Canada Stocks Fall as U.S. Dollar Rebounds, Commodities Drop

Canadian stocks fell for the first time in three days as commodity prices dropped when the U.S. dollar rebounded from its biggest decline since July.

Barrick Gold Corp., the world’s largest gold producer, declined 1.4 percent as the metal retreated in trading after the close of the Comex in New York. Teck Resources Ltd. lost 1.3 percent as copper slumped the most in two weeks. Canadian Oil Sands Trust, the largest owner of the Syncrude project in Alberta, climbed 5 percent as China Petroleum & Chemical Corp. agreed to buy ConocoPhillips’s 9 percent stake in the project.

The Standard & Poor’s/TSX Composite Index decreased 28.18 points, or 0.2 percent, to 12,148.66. The S&P/TSX had climbed early in the day after European leaders completed a bailout offer for Greece and the Sinopec investment was announced.

“That proves a lot of the good news was already priced in,” said Marcus Xu, director of equity investments at Genus Capital Management in Vancouver, which manages about C$1.6 billion ($1.6 billion). “There’s still lots of difficulties to overcome to make sure the economy comes out of the recession full steam ahead.”

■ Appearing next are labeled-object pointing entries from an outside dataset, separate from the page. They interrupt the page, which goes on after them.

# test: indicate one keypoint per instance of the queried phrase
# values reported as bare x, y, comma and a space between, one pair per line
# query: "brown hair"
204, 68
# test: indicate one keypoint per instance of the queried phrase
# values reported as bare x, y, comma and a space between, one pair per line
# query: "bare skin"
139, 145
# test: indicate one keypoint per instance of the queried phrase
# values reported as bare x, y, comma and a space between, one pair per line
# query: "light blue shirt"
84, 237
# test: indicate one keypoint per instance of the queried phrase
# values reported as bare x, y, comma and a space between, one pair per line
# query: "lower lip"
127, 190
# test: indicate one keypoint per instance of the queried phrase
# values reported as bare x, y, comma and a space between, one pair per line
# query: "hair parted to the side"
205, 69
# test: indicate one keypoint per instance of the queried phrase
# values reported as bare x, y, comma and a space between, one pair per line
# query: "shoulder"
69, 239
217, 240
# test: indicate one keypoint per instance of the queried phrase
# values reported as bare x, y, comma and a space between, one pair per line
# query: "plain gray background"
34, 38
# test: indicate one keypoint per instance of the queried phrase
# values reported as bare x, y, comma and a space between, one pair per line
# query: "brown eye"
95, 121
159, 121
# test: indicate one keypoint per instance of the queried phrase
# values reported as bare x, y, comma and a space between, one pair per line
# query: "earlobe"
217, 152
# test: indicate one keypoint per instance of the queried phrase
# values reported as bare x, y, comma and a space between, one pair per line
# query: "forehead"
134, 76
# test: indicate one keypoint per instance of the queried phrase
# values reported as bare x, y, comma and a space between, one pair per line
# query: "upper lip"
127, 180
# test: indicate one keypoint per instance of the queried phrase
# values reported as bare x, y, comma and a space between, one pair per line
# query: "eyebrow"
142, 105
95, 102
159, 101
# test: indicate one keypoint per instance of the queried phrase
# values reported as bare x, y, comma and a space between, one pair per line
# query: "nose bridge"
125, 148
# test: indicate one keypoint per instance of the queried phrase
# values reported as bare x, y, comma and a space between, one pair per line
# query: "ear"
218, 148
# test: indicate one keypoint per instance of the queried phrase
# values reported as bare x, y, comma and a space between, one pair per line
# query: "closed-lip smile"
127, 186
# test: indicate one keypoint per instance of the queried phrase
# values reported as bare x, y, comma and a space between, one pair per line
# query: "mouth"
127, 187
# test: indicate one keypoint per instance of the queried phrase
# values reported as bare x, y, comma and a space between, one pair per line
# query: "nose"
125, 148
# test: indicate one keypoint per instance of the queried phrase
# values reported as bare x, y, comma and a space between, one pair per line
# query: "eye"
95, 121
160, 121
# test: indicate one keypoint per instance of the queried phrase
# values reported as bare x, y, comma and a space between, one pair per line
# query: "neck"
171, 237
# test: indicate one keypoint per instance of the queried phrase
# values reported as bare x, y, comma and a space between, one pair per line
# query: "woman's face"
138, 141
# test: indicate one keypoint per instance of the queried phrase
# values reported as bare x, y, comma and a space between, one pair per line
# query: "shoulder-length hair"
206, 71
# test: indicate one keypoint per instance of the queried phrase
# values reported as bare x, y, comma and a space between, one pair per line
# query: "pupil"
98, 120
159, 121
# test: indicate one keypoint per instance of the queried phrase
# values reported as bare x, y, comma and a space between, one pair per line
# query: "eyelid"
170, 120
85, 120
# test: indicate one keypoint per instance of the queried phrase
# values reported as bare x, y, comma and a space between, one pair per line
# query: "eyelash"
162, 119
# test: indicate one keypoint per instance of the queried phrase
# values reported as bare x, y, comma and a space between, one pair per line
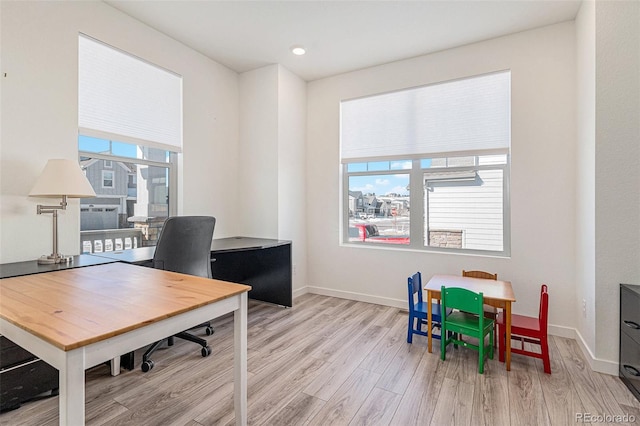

The benchmark index has rallied 9.3 percent since Feb. 8 as the Reuters/Jefferies CRB Commodity Price Index rose 5.6 percent on speculation that an end to the recession will lead to a recovery in demand for energy raw materials. Commodity companies make up 46 percent of Canadian stocks by market value.

Gold slipped 0.5 percent to $1,156.10 an ounce after the U.S. dollar rebounded from its 1.3 percent tumble against a basket of world currencies, ending the day down 0.7 percent. S&P/TSX gold stocks slumped the most this month.

Mining Shares

Barrick slipped 1.4 percent to C$40.90. Goldcorp Inc., Canada’s second largest producer of the metal, fell 0.5 percent to C$40.18. Centerra Gold Inc., which operates in Kyrgyzstan, declined 2.4 percent to C$11.15 after the country’s ousted president warned of bloodshed if the interim government tries to arrest him.

Teck lost 1.3 percent to C$45.44 as copper dropped from a 20-month high. Potash Corp. of Saskatchewan Inc. decreased 1 percent to C$114.46.

Crude oil retreated for a fourth day, slumping 0.7 percent to $84.32 a barrel, on skepticism that demand is strong enough to support prices above $85 a barrel.

Suncor Energy Inc., Canada’s largest oil and gas company, slipped 0.8 percent to C$35.18. Canadian Natural Resources Ltd., the country’s second-largest energy producer by market value, fell 0.7 percent to C$78.69.

Oil Sands Shares

Canadian Oil Sands, which owns 37 percent of the Syncrude project, increased 5 percent to C$32.22, after ConocoPhillips said it agreed to sell its stake. Cenovus Energy Inc. and UTS Energy Corp., which have their own oil sands assets, advanced 1.5 percent and 4.3 percent, respectively.

Alimentation Couche-Tard Inc., owner of the Circle K and Mac’s chains, rallied 3.9 percent to C$19.63. Analyst Derek Dley of Genuity Capital Markets initiated coverage of the Laval, Quebec-based company with a “buy” rating, saying Couche-Tard depends less than its peers on fuel sales and more on higher-margin merchandise sales.

World Point Terminals Inc. soared 13 percent, the most in nine months, to C$19.25 after an entity controlled by the family of Chairman Tony Novelly offered $19.90 a share for the oil tank-storage company.